New Debugging API. We are going to give the JS engine a new debugging API, called the Debug object. The new API will provide a cleaner interface and better isolate debuggers from the program they are debugging. This should make Firefox debugging tools stabler and easier to work on. The most exciting part is that the new debug API allows remote connections, so in the future we should be able to do things like debug a web page running on a mobile device using a debugger running on a laptop.
Jim Blandy designed the API last year, so now we just need to implement it. Jim and Jason Orendorff are starting that now.
Incremental and Generational GC. GC (garbage collection) pauses are probably the biggest practical performance issue right now in Firefox. (Note that there are other sources of pauses as well, such as the cycle collector and perhaps IO that happens on the main thread.)
The reason for the pauses is that SpiderMonkey uses an old-school stop-the-world mark-and-sweep collector. Briefly, it works like this:
- Based on some heuristics, the JS engine decides it is time to collect some garbage.
- The GC finds all the GC roots, which are the immediately accessible objects: JS local variables, the JS global object, JS objects stored on the C++ stack, and a few other things.
- The GC marks all objects that can be reached from the roots, by following all the pointers stored in the roots, then all the pointers stored in the objects reached from the roots, and so on.
- The GC sweeps over all allocated objects. If an object is not marked, there is no way for the program to access it, so it can never be used again, and the GC frees it.
The main problem with stop-the-world mark-and-sweep GC is that if there are a lot of live objects, it can take a long time to mark all those objects. “A long time” typically means 100 milliseconds, which is not that long, but is disruptive to animation and is noticeably jerky.
Our first step in fixing GC pauses will be incremental GC. Incremental GC means that instead of stopping the program to mark everything, the GC periodically pauses the program to do a little bit of marking, say 3 milliseconds worth. There is an overhead to starting and stopping a mark phase, so the shorter the pause time, the slower the actual program runs. But we think we can make the pause time unnoticeable without having too much impact on throughput.
Note that the sweep phase can also take a long time, so we’ll need to do some work there also, such as sweeping incrementally or in concurrently on a different thread.
The longer-term goal is to move to generational GC. It’s more complicated than incremental GC, so I won’t go into details now, but the key benefits of generational GC are that (a) it is very fast at collecting short-lived objects (technically, it actually manages to collect them without looking at them or doing anything to them at all), and (b) it helps make creating objects faster.
Bill McCloskey and Chris Leary are working on the new GCs. Gregor Wagner has also been working independently on specific improvements, like doing more sweeping off the main thread.
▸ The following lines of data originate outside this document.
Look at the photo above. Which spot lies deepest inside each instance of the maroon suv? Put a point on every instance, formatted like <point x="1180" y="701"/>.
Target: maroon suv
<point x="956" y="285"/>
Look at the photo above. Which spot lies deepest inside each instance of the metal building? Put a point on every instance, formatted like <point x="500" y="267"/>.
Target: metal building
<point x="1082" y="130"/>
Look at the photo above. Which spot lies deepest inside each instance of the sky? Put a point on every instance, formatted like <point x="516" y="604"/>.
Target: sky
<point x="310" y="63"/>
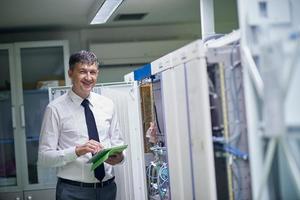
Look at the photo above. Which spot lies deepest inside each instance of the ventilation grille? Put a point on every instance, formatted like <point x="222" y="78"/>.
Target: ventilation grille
<point x="127" y="17"/>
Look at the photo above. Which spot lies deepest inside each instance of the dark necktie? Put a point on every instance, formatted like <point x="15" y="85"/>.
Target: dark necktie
<point x="93" y="134"/>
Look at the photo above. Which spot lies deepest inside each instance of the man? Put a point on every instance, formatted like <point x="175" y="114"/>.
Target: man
<point x="77" y="125"/>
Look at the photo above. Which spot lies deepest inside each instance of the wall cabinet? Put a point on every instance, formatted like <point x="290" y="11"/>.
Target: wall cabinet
<point x="22" y="66"/>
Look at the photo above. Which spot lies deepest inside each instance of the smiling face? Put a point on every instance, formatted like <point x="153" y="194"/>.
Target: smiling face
<point x="84" y="78"/>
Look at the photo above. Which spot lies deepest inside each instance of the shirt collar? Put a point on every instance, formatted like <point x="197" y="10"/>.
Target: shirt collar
<point x="77" y="99"/>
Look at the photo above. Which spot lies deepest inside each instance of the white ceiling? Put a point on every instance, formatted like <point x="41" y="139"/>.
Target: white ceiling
<point x="64" y="14"/>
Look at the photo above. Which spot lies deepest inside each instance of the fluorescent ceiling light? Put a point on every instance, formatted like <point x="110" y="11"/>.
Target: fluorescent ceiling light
<point x="105" y="11"/>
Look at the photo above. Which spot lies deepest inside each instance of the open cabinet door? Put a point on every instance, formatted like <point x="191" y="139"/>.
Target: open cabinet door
<point x="130" y="176"/>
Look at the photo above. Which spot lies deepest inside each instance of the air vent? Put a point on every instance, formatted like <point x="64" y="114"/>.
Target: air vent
<point x="133" y="16"/>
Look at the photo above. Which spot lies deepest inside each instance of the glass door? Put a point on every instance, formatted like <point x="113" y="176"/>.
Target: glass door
<point x="8" y="170"/>
<point x="42" y="65"/>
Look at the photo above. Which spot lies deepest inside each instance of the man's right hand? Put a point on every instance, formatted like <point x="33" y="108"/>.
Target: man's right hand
<point x="90" y="146"/>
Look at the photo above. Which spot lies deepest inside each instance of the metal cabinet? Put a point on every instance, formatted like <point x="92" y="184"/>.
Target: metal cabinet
<point x="24" y="68"/>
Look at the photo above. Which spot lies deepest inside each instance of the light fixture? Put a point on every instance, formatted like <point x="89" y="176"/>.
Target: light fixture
<point x="105" y="11"/>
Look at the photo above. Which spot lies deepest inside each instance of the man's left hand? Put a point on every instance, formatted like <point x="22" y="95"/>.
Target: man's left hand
<point x="115" y="159"/>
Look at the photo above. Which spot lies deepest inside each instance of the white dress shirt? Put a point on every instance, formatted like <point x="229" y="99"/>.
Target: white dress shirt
<point x="64" y="127"/>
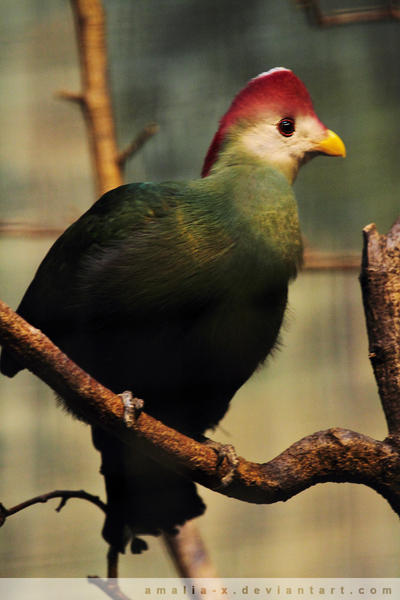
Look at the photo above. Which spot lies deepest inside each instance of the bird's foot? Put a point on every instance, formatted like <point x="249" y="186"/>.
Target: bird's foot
<point x="132" y="407"/>
<point x="138" y="545"/>
<point x="228" y="452"/>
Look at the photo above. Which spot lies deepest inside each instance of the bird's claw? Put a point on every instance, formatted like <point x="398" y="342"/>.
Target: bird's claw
<point x="228" y="452"/>
<point x="132" y="407"/>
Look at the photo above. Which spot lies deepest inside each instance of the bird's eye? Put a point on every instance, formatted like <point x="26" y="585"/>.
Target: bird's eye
<point x="286" y="127"/>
Brian Hackett started this work early last year as a research project, and has had the type inference algorithm working for a while now. He is now working with volunteer contributors to adapt the existing JägerMonkey compiler to use the results. As of today, they’re running the major benchmarks in the JS shell just a bit faster overall than trunk, but expect that to improve. I tried an integer array microbenchmark the other day, and the TI branch was 40% faster than either TraceMonkey or Crankshaft, both of which are very good at that sort of thing.
IonMonkey IonMonkey is the name of our next JIT compiler. Like Crankshaft, it will feature SSA compiler IRs (intermediate representations), which will facilitate advanced optimizations (for untyped-language JITs–Java compiler writers might not consider these advanced) such as type specialization, function inlining, linear-scan register allocation, dead-code elimination, and loop-invariant code motion.
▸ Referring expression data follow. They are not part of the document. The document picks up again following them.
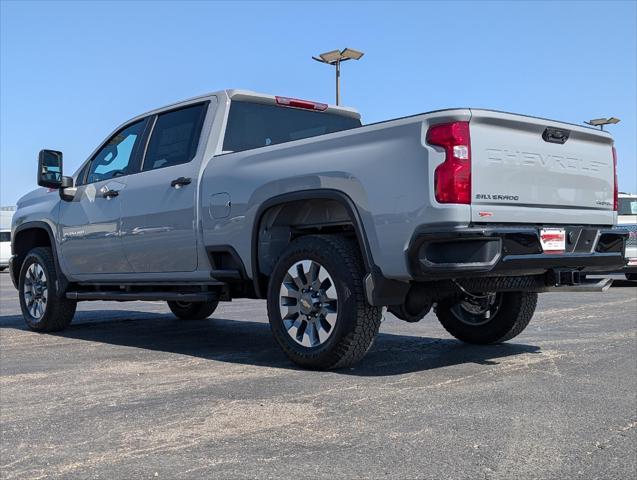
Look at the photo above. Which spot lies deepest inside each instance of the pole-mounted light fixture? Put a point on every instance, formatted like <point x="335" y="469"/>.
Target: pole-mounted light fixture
<point x="600" y="122"/>
<point x="335" y="57"/>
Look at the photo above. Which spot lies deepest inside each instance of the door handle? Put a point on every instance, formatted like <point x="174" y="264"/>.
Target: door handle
<point x="110" y="193"/>
<point x="180" y="182"/>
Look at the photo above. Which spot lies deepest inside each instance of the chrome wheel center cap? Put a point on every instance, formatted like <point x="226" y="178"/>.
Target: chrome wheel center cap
<point x="308" y="303"/>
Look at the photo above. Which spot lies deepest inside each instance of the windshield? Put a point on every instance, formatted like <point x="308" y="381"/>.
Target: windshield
<point x="627" y="206"/>
<point x="254" y="125"/>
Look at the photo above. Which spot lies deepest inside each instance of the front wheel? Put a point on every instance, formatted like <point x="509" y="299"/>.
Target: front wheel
<point x="43" y="308"/>
<point x="316" y="303"/>
<point x="193" y="310"/>
<point x="488" y="317"/>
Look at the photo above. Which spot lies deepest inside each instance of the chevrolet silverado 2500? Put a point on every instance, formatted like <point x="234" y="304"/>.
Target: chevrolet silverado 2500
<point x="237" y="194"/>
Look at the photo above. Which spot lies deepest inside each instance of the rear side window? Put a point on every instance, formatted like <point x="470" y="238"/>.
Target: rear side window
<point x="175" y="137"/>
<point x="254" y="125"/>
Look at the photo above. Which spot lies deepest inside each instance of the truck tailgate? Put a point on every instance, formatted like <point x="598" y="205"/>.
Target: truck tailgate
<point x="531" y="170"/>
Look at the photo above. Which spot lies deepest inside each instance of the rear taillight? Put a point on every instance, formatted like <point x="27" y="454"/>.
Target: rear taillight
<point x="452" y="178"/>
<point x="616" y="189"/>
<point x="296" y="103"/>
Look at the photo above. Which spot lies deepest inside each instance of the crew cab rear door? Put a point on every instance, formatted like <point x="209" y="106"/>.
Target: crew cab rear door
<point x="532" y="170"/>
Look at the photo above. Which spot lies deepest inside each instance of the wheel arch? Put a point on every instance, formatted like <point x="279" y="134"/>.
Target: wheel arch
<point x="26" y="237"/>
<point x="338" y="204"/>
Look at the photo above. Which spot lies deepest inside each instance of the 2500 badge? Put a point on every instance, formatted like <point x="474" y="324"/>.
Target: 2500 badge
<point x="487" y="196"/>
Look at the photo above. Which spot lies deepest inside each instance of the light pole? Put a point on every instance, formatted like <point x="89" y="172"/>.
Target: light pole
<point x="600" y="122"/>
<point x="335" y="57"/>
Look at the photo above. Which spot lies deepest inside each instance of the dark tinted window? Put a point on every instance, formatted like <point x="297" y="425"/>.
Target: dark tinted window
<point x="627" y="206"/>
<point x="115" y="158"/>
<point x="175" y="137"/>
<point x="254" y="125"/>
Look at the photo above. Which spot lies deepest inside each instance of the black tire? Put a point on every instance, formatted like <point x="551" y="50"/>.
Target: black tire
<point x="58" y="310"/>
<point x="356" y="322"/>
<point x="193" y="310"/>
<point x="514" y="312"/>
This should mesh nicely with type inference, by making it a lot easier to do the optimizations better that type inference enables. For example, type inference is potentially particularly good at inlining. One of the key benefits of inlining is that it allows optimization across the call boundaries. But the existing JägerMonkey compiler doesn’t know how to combine functions, so the type inference branch compiles the inlined function separately and drops in the resulting machine code. IonMonkey will be able to patch the inline function into the other function’s IR and then optimize both together.
IonMonkey is currently in the design stages–David Anderson and I are studying the compiler literature and the competition and doing experiments to find out just what features IonMonkey needs. Coding is about to start.